Predictive Maintenance Data Scientist - Freelance
Anomaly detection for train maintenance systems. Developed ML models, conducted exploratory data analysis, and collaborated with domain experts to build internal tooling for reproducibility.
About this role
As part of the development of the internal application used by technicians to monitor train maintenance, RATP brought in data scientists to build anomaly detection algorithms capable of identifying the most relevant interventions among the large volume of fault messages sent by trains.
After an exploratory phase focused on analyzing the available data, I developed an anomaly detection algorithm designed to identify the most relevant fault codes. This required close collaboration with domain experts and end users to leverage their operational knowledge of train operations and maintenance.

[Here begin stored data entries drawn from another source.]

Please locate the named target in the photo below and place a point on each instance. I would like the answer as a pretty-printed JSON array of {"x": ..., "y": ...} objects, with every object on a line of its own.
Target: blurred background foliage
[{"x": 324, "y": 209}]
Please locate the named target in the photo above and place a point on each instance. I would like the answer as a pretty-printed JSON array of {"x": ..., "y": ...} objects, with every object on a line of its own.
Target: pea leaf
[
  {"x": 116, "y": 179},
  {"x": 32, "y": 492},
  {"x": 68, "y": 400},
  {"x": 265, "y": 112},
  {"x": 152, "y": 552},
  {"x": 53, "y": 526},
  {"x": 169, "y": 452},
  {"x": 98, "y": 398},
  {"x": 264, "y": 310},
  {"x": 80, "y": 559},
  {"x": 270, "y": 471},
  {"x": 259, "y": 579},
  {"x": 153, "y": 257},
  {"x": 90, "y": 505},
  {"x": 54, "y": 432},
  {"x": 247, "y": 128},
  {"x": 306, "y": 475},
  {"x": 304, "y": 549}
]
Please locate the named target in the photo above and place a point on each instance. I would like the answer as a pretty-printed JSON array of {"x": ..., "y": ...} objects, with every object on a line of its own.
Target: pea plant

Numerous workshops were organized with business experts to iterate on requirements and validate the approach. As part of improving and standardizing practices within the data science team, I also contributed to the development of an internal package enabling data scientists to analyze data and build models more quickly, robustly, and reproducibly — making it possible to deploy models more efficiently across new train lines and rolling stock.
Key contributions
- Developed an anomaly detection algorithm to identify the most relevant fault codes from train fault message streams.
- Conducted an in-depth exploratory data analysis phase before modeling, in collaboration with domain experts.
- Participated in workshops with business experts and end users to iterate on needs and validate technical choices.
- Contributed to an internal data science package to standardize and accelerate model development and deployment across new train lines.